I have a custom triton kernel that is wrapped by an Autograd function. When torch compiling this function, the outputs are incorrect (and do not match the outputs of the non-compiled version). The outputs are correct on when the function is run without compiling.
I have localized the issue. Here is the Autograd function definition:
class FusedChunkLinearAttentionFunction(torch.autograd.Function):
@staticmethod
def forward(ctx, q, k, v, scale, initial_state, output_final_state):
batch_size, n_heads, seq_len, d_head_qk = q.shape
d_head_v = v.shape[-1]
ctx.scale = scale
# Convert PyTorch dtype to Triton dtype
if q.dtype == torch.float16:
triton_dtype = tl.float16
elif q.dtype == torch.bfloat16:
triton_dtype = tl.bfloat16
else:
triton_dtype = tl.float32
# Initialize the output tensors
BK = min(triton.next_power_of_2(d_head_qk), 64)

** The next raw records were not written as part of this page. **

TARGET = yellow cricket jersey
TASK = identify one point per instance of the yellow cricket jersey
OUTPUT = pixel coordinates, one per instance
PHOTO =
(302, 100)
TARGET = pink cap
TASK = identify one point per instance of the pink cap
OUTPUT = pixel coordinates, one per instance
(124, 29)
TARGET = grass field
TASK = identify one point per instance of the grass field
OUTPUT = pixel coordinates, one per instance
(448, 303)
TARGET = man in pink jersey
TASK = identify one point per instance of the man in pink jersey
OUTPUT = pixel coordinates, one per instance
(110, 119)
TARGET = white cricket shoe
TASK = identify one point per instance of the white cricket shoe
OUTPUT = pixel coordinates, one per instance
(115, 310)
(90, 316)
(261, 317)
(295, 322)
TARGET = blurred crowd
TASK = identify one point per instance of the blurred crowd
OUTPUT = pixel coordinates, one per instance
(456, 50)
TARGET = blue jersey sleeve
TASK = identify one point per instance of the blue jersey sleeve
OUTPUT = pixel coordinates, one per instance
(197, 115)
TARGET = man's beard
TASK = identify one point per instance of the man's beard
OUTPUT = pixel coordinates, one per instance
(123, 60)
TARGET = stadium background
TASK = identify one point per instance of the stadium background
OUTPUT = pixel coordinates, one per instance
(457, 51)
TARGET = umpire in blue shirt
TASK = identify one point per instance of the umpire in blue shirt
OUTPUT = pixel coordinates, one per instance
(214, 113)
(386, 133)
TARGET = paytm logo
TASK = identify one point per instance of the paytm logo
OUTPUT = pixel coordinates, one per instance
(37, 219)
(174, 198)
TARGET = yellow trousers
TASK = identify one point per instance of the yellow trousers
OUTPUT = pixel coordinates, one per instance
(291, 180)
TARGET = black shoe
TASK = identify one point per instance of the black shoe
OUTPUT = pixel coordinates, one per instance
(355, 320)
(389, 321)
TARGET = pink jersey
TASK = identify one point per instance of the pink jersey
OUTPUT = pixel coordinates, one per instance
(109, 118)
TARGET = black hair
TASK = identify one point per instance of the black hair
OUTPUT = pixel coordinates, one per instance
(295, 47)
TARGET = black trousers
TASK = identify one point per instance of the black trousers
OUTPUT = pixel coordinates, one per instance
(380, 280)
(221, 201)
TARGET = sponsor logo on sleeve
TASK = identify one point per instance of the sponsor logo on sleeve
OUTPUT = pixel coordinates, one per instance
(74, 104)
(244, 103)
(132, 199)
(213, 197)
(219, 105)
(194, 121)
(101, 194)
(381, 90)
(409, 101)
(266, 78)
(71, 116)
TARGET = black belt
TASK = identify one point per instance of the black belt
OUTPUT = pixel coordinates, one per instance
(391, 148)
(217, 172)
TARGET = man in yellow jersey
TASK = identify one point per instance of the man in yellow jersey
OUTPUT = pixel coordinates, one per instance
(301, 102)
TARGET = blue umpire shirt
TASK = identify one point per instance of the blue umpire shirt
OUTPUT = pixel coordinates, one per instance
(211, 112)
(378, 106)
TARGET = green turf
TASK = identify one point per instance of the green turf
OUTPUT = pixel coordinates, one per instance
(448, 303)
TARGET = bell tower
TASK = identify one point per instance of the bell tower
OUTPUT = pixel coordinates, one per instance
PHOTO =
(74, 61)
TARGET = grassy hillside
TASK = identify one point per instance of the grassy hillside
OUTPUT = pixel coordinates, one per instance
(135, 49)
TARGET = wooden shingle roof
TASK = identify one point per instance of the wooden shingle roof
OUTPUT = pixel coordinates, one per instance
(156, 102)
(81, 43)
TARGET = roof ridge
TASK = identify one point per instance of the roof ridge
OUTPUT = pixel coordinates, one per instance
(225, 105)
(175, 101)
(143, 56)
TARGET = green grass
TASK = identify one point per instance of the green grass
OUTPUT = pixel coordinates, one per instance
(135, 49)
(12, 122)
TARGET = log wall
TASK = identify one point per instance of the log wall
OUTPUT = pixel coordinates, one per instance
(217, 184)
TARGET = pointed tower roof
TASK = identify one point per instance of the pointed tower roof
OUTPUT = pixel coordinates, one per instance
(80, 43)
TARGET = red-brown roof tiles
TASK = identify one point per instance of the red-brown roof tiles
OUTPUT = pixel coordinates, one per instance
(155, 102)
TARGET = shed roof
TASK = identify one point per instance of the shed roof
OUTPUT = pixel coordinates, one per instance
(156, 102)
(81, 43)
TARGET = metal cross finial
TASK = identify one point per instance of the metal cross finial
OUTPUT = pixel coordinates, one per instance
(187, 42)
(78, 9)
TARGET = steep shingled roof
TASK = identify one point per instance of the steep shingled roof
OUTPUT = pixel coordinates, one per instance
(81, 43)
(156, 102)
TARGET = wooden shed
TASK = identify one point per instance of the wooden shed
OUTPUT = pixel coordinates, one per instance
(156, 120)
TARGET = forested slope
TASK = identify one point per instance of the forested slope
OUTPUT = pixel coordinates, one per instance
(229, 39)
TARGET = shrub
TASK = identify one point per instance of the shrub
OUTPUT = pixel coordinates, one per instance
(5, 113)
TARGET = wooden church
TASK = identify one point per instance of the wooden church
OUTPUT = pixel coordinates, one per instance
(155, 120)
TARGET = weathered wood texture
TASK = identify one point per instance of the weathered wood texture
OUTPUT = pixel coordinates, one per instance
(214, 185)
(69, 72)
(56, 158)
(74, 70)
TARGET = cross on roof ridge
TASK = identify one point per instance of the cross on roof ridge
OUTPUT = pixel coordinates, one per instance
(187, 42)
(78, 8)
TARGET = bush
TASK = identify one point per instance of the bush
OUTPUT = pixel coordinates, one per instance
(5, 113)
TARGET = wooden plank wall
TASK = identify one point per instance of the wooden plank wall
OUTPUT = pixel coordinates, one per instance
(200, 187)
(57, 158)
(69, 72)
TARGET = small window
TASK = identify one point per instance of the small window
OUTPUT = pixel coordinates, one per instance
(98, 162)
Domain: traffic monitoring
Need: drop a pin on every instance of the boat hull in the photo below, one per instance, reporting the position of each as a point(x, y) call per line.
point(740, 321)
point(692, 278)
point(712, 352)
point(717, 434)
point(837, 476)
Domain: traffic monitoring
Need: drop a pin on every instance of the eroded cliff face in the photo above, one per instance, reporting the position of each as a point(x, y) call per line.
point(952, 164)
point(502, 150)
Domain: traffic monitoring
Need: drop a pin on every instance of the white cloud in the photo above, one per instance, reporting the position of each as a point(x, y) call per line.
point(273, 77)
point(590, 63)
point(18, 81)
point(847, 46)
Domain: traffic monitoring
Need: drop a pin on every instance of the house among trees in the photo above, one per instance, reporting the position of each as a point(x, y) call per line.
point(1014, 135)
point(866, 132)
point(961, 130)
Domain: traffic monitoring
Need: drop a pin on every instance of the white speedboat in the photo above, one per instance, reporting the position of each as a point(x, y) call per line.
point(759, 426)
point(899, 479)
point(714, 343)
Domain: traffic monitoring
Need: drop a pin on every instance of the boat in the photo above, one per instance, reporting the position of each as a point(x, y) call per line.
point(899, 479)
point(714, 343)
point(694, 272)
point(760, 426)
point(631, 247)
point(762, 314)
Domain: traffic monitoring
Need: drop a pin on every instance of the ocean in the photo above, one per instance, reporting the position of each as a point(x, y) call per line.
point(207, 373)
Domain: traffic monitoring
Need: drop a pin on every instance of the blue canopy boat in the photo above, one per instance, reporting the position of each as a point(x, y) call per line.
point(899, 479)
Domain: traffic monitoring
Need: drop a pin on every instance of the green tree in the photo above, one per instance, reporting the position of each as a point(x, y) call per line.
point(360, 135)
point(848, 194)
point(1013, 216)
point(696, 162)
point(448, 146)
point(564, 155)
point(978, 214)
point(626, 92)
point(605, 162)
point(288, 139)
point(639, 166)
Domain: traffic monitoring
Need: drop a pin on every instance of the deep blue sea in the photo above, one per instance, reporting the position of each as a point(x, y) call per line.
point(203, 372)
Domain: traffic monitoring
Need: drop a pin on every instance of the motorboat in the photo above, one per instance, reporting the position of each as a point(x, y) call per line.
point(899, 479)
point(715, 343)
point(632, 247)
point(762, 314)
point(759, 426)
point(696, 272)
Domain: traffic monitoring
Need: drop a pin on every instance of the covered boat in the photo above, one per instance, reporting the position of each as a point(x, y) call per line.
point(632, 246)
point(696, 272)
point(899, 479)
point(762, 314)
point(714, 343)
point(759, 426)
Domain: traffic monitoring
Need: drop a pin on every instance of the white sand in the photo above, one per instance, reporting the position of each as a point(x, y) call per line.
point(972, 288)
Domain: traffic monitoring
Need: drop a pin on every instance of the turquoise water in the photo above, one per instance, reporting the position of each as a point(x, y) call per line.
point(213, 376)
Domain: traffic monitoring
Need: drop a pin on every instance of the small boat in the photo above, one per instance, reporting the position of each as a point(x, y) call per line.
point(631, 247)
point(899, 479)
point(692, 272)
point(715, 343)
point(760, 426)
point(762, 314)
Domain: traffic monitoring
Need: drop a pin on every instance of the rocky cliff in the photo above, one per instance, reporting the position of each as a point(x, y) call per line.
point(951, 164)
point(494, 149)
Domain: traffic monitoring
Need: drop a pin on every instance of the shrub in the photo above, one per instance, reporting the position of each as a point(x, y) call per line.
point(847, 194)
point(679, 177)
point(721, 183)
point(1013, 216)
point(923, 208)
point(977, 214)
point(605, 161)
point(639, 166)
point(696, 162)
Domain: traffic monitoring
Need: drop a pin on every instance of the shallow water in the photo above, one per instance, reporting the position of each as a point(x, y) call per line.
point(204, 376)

NK = triton.cdiv(d_head_qk, BK)
o = q.new_empty(NK, batch_size, n_heads, seq_len, d_head_v)
if output_final_state:
final_state = q.new_empty(
batch_size, n_heads, d_head_qk, d_head_v, dtype=torch.float32, requires_grad=False
)
else:
final_state = None
grid = lambda args: ( # noqa: E731
triton.cdiv(v.shape[-1], args["BV"]),
NK,
batch_size * n_heads,
)
fused_chunk_linear_attn_fwd_kernel[grid](
q,
k,
v,
o,
initial_state,
final_state,
scale,
q.stride(1),
q.stride(2),
q.stride(3),
v.stride(1),
v.stride(2),
v.stride(3),
batch_size,
n_heads,
seq_len,
d_head_qk,
d_head_v,
BK=BK,
USE_INITIAL_STATE=initial_state is not None,
STORE_FINAL_STATE=output_final_state,
DTYPE=triton_dtype,
)
ctx.save_for_backward(q, k, v, initial_state)
ctx.triton_dtype = triton_dtype
# This code returns incorrect outputs when running with torch compile
# o = o.sum(0)
# return o.to(q.dtype), final_state
# If I break the compilation graph with print(), then the code returns correct outputs
if NK > 1:
print("") # this is needed to break the torch compile graph
o = o.sum(0)
return o.to(q.dtype), final_state
else:
# in our setting we can avoid this since NK will be one
return o[0].to(q.dtype), final_state
The issue stems from the final
o.sum(0)
since it sums up values that are computed by independent threadblocks on the GPU. torch compile tries to compile the full function into a single graph, yielding incorrect values. I speculate that it probably tries to do the sum before all the values are actually available.
Instead if I force break the graph before the sum operation, then the outputs are correct and match the eager mode values.
Two questions:
- Is that behaviour expected that the outputs are incorrect in this case? I would expect torch compile to wait until the triton kernel fully finishes and correctly compute the sum.
- If yes, is there a more principled way to break the graph instead of using a print() function?